2. Description of Related Art
Superior high-temperature properties are required to improve the performance of heat resistant and corrosion resistant members. These members include, for example, gas turbine blades, combustor cans, ducting and nozzle guide vanes in combustion turbines and combined cycle power plants. Turbine blades, for example, are driven by hot gasses, and the efficiency of the gas turbine increases with the rise in operation temperature. The demand for continued improvement in efficiency has driven the system designers to specify increasingly higher turbine inlet temperatures. Thus, there is a continuing need for materials that can achieve higher operational temperatures.
Ceramic coatings generally have been used to allow standard materials to operate in higher temperature environments. Ceramic thermal barrier coatings and high temperature abradable coatings may be applied using, for example, a thermal spray process. In one form of this process, ceramic powder feedstock is injected into a high velocity plasma stream where it is simultaneously melted and propelled toward a substrate.

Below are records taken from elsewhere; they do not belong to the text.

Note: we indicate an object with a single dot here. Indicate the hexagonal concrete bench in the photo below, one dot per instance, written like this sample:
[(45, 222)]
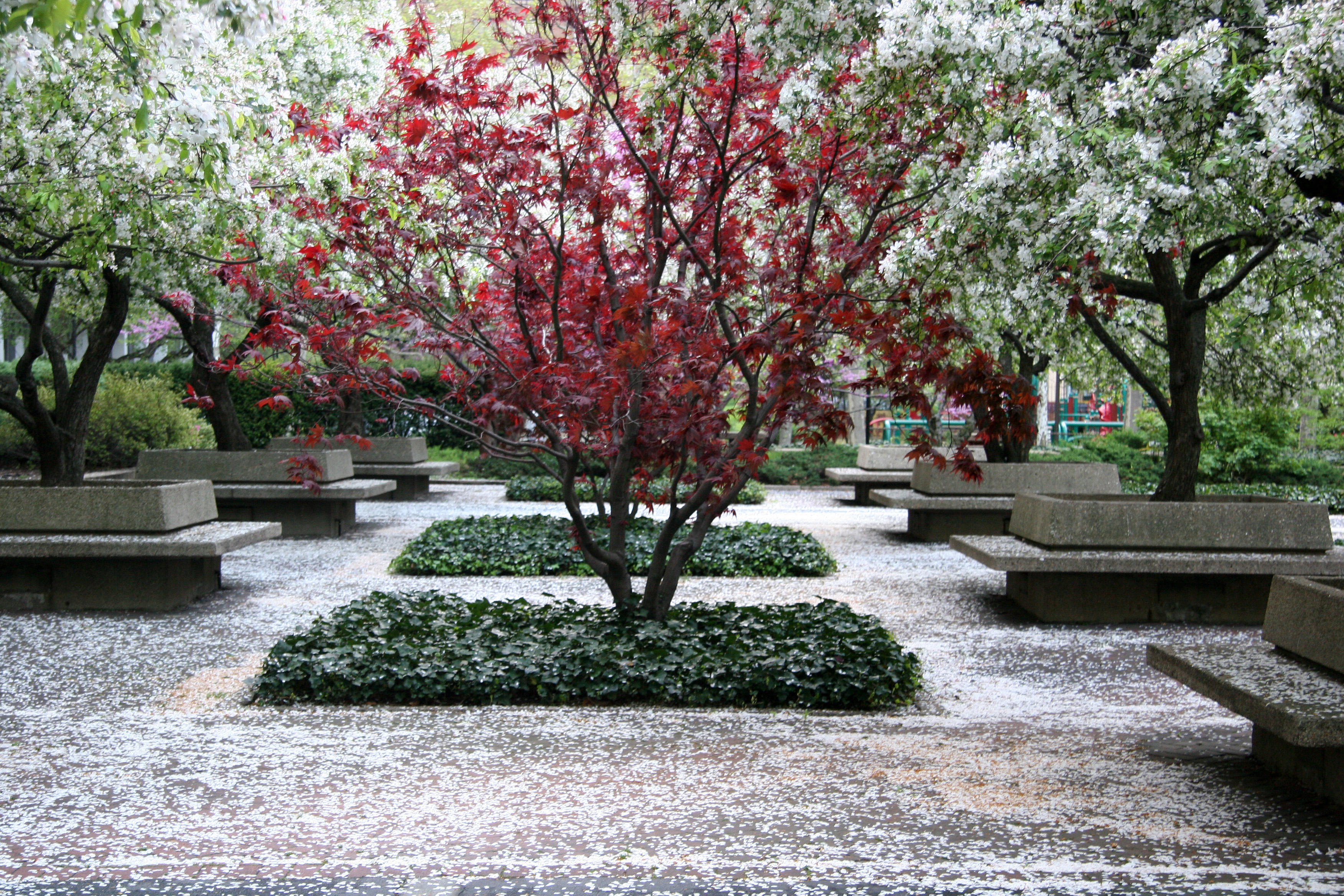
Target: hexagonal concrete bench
[(255, 487), (1120, 558), (881, 467), (943, 504), (1291, 685), (405, 460), (115, 545)]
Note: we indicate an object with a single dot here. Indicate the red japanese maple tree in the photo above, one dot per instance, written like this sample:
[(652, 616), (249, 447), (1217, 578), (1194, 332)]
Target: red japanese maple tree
[(627, 260)]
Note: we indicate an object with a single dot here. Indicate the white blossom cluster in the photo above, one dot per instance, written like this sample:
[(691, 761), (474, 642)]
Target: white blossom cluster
[(176, 156), (1095, 131)]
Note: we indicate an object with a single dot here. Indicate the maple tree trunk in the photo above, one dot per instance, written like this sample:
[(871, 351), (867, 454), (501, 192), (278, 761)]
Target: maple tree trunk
[(198, 331)]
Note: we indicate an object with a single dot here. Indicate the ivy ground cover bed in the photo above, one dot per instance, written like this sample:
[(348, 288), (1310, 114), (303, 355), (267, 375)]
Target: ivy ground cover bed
[(436, 648), (545, 546), (544, 488)]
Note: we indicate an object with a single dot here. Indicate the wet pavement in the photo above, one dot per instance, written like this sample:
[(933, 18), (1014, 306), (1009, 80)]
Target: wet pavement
[(1038, 759)]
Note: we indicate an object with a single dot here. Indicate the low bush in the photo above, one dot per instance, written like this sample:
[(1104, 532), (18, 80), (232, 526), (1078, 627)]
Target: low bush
[(545, 546), (807, 467), (544, 488), (431, 648), (130, 414), (1140, 467)]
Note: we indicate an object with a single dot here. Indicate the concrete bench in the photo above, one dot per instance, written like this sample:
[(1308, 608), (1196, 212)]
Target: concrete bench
[(139, 572), (881, 467), (937, 519), (1291, 687), (943, 504), (865, 481), (328, 514), (1122, 558), (402, 459), (255, 486), (412, 479), (115, 545)]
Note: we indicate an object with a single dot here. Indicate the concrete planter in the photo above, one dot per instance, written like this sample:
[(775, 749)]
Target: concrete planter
[(238, 467), (115, 545), (1016, 479), (256, 487), (1214, 523), (117, 506)]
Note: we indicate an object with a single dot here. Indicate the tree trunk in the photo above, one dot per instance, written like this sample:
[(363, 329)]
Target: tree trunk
[(1186, 342), (198, 331), (222, 414), (351, 414), (59, 433)]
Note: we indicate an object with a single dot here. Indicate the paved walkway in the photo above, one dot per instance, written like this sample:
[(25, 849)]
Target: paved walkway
[(1039, 759)]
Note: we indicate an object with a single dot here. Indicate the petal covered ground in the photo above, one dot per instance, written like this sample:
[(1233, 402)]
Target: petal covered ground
[(1039, 758)]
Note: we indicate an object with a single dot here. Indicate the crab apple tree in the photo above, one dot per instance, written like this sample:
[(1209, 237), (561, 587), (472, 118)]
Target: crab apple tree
[(628, 260)]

One factor that impacts coating lifetime is the sintering rate of the coating. When the coating is cycled above half of its absolute melting temperature, the coating begins to sinter causing volume shrinkage. As the coating shrinks, the stress difference between the coating and substrate increases. At a certain amount of shrinkage (which varies depending on the type of structure), the stress difference exceeds the adhesive or cohesive strength of the coating and it becomes detached. Decreasing the sintering rate increases the amount of time before the critical shrinkage is achieved, so it can become a major design consideration.
As industry demands continue to drive higher operating temperatures, there remains a need in the art for coating materials that can meet performance requirements at increasingly higher temperatures.